Far from being equated with a program, a
set of instructions controlling development, the gene, at least to me,
looks more and more like a self-organized, dynamical system. ... In
contrast to artificial machines, the gene is far more likely to be a
self-organized, functional unit, a metastable, dynamical form that
relies on the system’s openness for its creation, integrity, and
self-maintenance.
p141.
an intention is conceived as specific
information acting on the dynamics, attracting the system toward the
intended pattern. This means that intentions are an intrinsic
aspect of the pattern dynamics, stabilizing or destabilizing the
organization that is already there.
p156.
I have often asked myself why a
biological system should have to climb over a barrier in order to
switch state. The transitions I have been talking about in this book
do not involve much energy at all. ... switching is informationally
based. The couplings between things are informational, not force
mediated in the conventional sense. ... parameters (nonspecific and
specific) act to deform or raise and lower basins of attraction
surrounding (nonequilibrium) steady states. The formulation is not of
the quantum tunneling type, but the effects are the same.
p161.
the entire attractor layout is
modified and restructured, sometimes drastically, as a given task is
learned. Learning doesn’t just strengthen the memory trace or the
synaptic connections between inputs and outputs; it changes the
whole system.
p163.
organisms acquire new forms of skilled
behavior on the background of already existing capacities.

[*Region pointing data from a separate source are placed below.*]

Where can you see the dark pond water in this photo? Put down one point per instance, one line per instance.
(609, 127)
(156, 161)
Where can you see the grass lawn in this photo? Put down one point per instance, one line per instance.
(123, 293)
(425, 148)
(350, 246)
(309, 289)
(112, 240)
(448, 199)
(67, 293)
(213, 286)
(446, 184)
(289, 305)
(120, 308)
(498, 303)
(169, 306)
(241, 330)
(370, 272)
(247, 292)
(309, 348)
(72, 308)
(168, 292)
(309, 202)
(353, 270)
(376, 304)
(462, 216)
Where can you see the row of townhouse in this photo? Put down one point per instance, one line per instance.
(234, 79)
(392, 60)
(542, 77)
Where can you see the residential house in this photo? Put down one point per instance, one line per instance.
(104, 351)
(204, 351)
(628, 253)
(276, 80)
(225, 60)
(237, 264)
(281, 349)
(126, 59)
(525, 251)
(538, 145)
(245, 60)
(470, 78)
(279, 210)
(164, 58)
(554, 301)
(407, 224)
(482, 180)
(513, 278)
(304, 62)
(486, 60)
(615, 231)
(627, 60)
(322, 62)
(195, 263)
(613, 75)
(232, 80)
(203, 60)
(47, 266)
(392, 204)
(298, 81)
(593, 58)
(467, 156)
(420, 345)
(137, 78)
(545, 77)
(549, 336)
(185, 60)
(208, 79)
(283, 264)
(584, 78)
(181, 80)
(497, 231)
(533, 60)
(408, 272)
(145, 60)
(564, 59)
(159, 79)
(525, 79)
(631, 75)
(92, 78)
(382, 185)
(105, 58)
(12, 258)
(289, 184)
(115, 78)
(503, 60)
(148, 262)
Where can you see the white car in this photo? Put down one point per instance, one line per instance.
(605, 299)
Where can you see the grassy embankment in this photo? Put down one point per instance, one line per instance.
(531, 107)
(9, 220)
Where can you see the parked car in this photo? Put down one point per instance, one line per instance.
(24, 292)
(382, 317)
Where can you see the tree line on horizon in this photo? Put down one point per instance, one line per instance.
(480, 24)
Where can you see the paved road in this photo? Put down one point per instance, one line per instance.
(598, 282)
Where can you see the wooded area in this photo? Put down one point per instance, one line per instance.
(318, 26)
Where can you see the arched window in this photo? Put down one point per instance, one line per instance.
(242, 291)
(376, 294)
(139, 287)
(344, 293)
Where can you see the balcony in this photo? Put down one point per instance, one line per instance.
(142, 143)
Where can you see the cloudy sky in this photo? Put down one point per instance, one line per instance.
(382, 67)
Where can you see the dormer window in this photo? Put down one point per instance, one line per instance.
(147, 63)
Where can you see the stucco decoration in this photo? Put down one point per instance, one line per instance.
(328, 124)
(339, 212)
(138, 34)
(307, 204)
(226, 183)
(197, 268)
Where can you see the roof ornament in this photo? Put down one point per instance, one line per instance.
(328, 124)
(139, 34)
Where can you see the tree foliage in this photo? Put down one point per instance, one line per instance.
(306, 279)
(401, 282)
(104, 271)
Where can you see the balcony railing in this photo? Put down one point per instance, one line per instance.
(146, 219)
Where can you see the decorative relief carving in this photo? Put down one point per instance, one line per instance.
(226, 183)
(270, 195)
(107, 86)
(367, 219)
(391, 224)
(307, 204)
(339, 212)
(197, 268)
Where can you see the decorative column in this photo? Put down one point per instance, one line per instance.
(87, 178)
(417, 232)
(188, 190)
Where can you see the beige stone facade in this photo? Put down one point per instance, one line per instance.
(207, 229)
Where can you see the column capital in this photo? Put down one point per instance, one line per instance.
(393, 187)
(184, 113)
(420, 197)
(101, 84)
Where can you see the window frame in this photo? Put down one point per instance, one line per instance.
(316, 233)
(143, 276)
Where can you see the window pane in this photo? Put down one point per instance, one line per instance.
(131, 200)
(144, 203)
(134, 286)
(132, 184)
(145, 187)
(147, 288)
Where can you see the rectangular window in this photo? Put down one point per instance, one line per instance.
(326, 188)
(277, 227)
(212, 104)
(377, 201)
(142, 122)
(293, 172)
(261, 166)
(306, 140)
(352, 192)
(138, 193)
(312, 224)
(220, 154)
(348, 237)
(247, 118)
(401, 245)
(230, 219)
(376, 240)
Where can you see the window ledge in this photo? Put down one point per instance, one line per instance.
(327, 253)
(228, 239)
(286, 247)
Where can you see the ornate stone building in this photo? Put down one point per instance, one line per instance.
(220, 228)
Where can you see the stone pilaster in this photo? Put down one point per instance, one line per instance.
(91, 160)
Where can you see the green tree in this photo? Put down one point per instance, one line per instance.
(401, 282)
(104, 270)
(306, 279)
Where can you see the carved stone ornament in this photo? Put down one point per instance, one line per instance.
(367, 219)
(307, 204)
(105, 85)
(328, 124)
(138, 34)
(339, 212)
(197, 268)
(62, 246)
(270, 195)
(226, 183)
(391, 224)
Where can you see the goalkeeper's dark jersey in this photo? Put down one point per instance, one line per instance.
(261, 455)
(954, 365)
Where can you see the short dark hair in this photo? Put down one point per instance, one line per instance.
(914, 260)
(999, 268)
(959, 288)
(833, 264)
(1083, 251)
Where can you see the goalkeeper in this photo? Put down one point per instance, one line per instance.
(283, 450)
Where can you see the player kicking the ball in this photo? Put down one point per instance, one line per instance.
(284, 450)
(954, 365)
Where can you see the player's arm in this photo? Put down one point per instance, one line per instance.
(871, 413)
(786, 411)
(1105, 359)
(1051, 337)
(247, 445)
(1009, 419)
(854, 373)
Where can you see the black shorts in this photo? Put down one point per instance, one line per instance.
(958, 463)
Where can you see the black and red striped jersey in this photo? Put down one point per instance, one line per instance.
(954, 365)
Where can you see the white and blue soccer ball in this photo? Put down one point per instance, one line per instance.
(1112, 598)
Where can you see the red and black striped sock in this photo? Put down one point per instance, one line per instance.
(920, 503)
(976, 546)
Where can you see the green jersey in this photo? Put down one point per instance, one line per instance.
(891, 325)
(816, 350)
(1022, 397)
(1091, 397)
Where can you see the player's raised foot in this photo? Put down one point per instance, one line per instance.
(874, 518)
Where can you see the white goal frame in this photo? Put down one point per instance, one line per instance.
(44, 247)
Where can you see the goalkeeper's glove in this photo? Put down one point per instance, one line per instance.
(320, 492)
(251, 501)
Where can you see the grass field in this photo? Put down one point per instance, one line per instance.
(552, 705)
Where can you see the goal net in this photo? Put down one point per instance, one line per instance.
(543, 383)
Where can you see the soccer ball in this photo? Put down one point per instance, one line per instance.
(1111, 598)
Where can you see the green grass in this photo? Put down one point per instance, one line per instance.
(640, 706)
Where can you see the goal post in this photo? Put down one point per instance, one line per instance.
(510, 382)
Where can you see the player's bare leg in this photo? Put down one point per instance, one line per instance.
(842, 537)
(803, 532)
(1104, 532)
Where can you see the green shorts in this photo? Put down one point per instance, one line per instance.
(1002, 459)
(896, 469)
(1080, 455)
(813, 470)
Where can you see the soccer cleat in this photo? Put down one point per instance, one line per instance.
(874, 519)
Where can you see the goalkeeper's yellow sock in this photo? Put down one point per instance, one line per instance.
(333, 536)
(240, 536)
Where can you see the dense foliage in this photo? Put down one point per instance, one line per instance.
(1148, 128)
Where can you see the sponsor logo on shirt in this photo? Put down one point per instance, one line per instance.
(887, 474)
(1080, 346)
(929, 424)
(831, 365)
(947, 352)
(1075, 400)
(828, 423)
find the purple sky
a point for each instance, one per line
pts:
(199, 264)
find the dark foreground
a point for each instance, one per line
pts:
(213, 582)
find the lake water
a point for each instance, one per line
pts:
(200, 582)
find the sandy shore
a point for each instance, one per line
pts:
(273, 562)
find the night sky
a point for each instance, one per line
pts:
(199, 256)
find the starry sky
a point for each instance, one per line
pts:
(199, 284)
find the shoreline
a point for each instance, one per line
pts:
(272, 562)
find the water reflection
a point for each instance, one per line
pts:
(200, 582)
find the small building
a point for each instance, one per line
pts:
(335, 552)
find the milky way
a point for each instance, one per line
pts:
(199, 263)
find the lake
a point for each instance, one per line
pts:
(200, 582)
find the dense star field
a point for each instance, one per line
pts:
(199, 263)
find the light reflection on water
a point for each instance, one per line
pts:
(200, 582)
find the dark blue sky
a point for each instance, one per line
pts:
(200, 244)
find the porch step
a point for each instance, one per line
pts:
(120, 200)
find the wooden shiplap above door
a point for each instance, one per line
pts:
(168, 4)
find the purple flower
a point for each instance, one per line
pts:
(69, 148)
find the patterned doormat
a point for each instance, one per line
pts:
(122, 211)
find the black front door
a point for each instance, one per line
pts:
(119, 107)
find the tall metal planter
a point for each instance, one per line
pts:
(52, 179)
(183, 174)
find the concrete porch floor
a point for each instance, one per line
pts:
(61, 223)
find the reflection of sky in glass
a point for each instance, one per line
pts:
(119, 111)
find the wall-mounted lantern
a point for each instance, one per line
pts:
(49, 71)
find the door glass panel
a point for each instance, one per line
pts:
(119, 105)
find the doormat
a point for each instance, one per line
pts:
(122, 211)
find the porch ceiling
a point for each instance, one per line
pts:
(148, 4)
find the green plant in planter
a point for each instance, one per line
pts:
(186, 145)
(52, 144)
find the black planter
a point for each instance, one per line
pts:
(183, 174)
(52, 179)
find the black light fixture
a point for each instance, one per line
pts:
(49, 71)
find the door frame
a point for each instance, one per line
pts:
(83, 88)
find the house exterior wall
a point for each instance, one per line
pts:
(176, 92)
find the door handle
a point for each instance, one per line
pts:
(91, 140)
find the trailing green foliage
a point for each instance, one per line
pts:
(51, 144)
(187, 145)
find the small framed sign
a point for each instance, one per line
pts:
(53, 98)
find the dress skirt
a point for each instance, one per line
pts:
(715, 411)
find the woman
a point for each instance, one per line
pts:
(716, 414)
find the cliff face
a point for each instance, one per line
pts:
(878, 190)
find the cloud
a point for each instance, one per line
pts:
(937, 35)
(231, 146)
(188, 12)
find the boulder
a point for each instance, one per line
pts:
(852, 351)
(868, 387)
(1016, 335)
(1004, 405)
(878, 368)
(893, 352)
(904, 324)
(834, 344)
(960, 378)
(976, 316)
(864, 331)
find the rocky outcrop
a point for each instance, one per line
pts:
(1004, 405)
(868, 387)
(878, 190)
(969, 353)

The initial
state of the organism never corresponds to a disordered random
network, but is already ordered to some degree. Thus, it is very
likely that learning involves the passage from one organized state of
the system to another, rather than from disorder to order.
p173.
the attractor layout may change
qualitatively with learning. This means that learning can take the
form of a phase transition. ... [learning persists because] the
learned pattern has become a stable attractive state of the underlying
coordination dynamics.
p217.
In the low-level feature space, these
prototype patterns constitute attractors. And, because there are
potentially many prototypes, the entire system is multistable. When a
pattern is presented to the system, its state vector is pulled to the
attractor to which it comes closest. Once the specific attractor is
reached, the pattern is recognized.
p223.
Intermittency means that the perceptual
system (and the brain itself?) is intrinsically metastable, living at
the edge of instability where it can switch spontaneously among
collective states. Rather than requiring active processes to
destabilize and switch from one stable state to another (e.g., through
changes in parameter(s), increases in fluctuations), here
intermittency appears to be an inherent built-in feature of the neural
machinery that supports perception.
p234.
what is the relationship between the
geometry of the neuron and its dynamics? Might the fractal hierarchy
of time scales observed in the switching behavior between states be
related to a similar fractal hierarchy in space? Has nature chosen to
couple nonlinear dynamic function with non-Euclidean geometrical
structure? ... most current neural network models, real or artificial,
completely ignore the morphology of the neuron. ... Fractal geometry
and dynamics imply that learning processes are distributed over many
space and time scales and are not simplistically represented as a
single scalar coupling strength quantity.
p284.
If the brain is intrinsically chaotic,
possessing, by definition, an infinite number of unstable periodic
orbits, it has the capacity to match an equally unpredictable
environment. Being chaotic at rest allows the brain access to any of
these unstable orbits to satisfy functional requirements. Thus, when a
cognitive, emotional or environmental demand is made on the organism,
an appropriate orbit or sequence of orbits is selected and then
stabilized through a kind of chaotic synchronization mechanism.